Figure 2: For clarity, I'd recommend titling this figure "LM-EM Match of the CRE011-specific driver SS45245". This reduces the confusion of mixing and matching the driver and cell-type names. Also, it would be helpful to indicate (e.g. with labels above the figure parts) that A & B represent the MCFO characterization step and C & D represent the LM-EM matching step of the pipeline. Revised as suggested.
Figure 6: For clarity, it would be useful to separately label the PN and sensory neuron groups. Also, for the sensory neurons at the bottom, what is the distinction between the cell names in gray and black font?
Figure 6 was updated to separate the non-olfactory PN and sensory neuron groups. The gray was intended for olfactory receptor neuron cell types that are additionally labeled in the driver lines. To avoid confusion, the gray cell types were removed in the revised figure, and a clarification sentence was added to the legend.
“Other than thermo-/hygro-sensory receptor neurons (TRNs and HRNs), SS00560 and MB408B also label olfactory receptor neurons (ORNs): ORN_VL2p and ORN_VC5 for SS00560, ORN_VL1 and ORN_VC5 for MB408B.”

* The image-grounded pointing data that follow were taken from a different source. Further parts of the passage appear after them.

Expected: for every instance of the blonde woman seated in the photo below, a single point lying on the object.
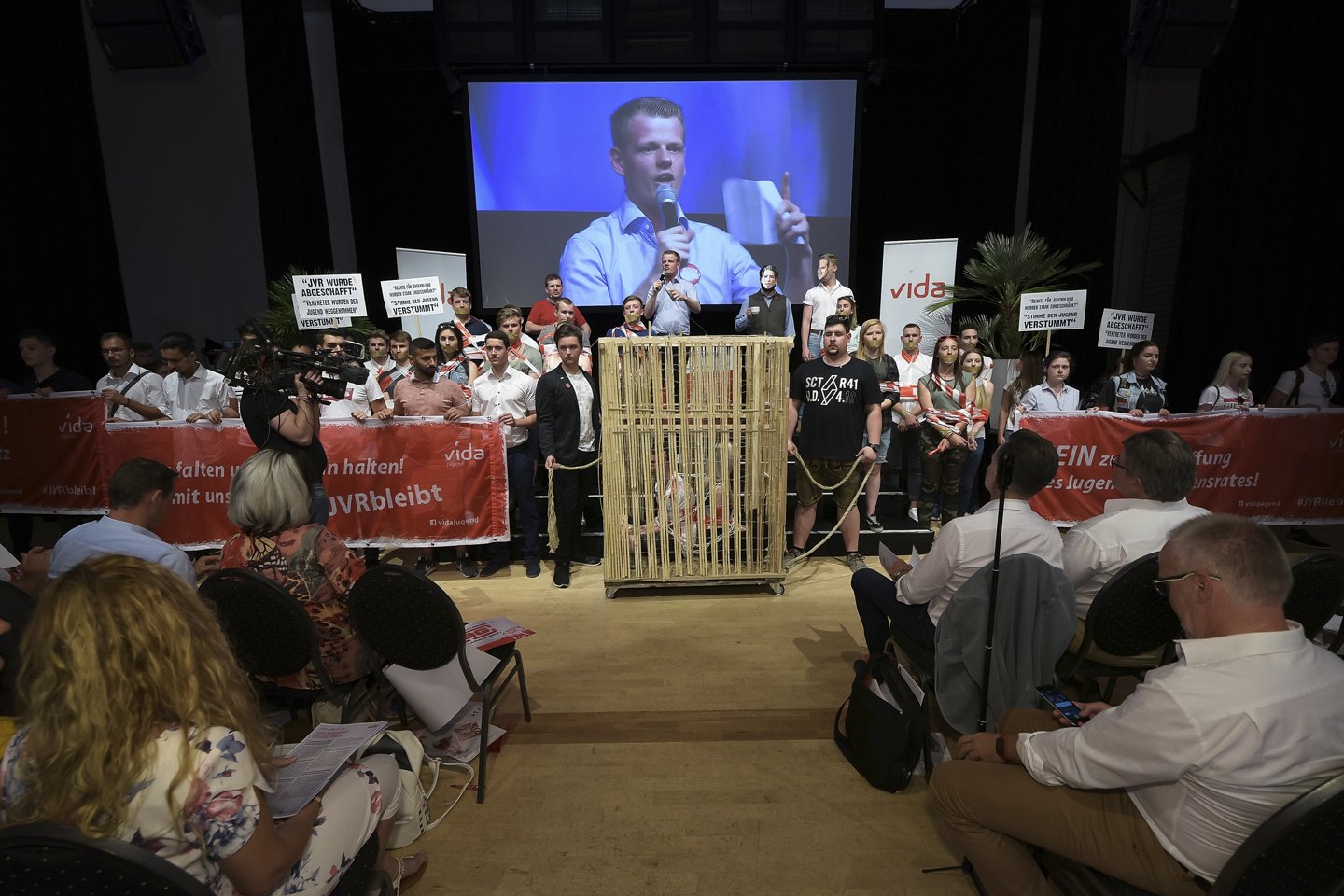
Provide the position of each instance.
(1231, 385)
(136, 721)
(266, 501)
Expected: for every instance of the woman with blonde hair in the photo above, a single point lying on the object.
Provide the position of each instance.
(1231, 385)
(873, 348)
(304, 558)
(136, 721)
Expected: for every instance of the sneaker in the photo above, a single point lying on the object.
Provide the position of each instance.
(1303, 536)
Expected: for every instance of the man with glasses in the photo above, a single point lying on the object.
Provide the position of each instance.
(1154, 473)
(129, 391)
(1161, 791)
(192, 390)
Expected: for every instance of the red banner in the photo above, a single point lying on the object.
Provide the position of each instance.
(410, 481)
(1280, 465)
(49, 455)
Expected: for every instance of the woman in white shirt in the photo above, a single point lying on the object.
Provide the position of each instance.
(1231, 385)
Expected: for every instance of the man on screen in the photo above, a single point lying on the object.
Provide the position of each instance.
(619, 256)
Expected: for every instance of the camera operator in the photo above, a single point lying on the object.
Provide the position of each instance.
(289, 424)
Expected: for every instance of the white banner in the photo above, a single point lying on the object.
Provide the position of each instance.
(327, 296)
(1065, 309)
(414, 296)
(914, 274)
(1121, 328)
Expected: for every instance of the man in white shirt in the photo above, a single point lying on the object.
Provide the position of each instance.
(820, 302)
(1160, 791)
(131, 392)
(140, 496)
(503, 392)
(912, 364)
(1154, 473)
(914, 598)
(192, 390)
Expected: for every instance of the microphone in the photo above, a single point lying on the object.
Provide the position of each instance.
(666, 202)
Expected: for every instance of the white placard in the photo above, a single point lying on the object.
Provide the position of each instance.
(1065, 309)
(414, 296)
(329, 296)
(1121, 328)
(914, 274)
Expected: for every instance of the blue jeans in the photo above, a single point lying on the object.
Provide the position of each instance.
(522, 493)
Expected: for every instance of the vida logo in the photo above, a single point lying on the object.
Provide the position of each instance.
(925, 289)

Figure 7A: It's unclear why the creation of 6 Gr64f-LexADBD lines is reported. Aren't all these lines the same? If not, an explanation would be useful.
These six Gr64f-LexADBD lines are with different insertion sites, and with the presence or absence of the p10 translational enhancer. Explanation was added to legend. Enhanced expression level with p10 can be helpful to compensate for the general tendency that split-LexA is weaker than split-GAL4. Different insertions will be useful to avoid transvections with split-GAL4s, which are mostly in attP40 and attP2.
Figure 8F: It would help to include in the legend a brief description of each parameter being measured-essentially defining the y-axis label on the graphs as in Figure Supplement 2. Also, how is the probability of return calculated and what behavioral parameter does the change of curvature refer to?
We added a brief description to the behavioral parameters in the legend of Figure 8F.
“Return behavior was assessed within a 15-second time window. The probability of return (P return) is the percentage of flies that made an excursion (>10 mm) and then returned to within 3 mm of their initial position. Curvature is the ratio of angular velocity to walking speed.”
Figure 9E: What are the parenthetical labels for lines SS49267, SS49300, and SS35008?
They are EM bodyIDs. Figure legend was revised.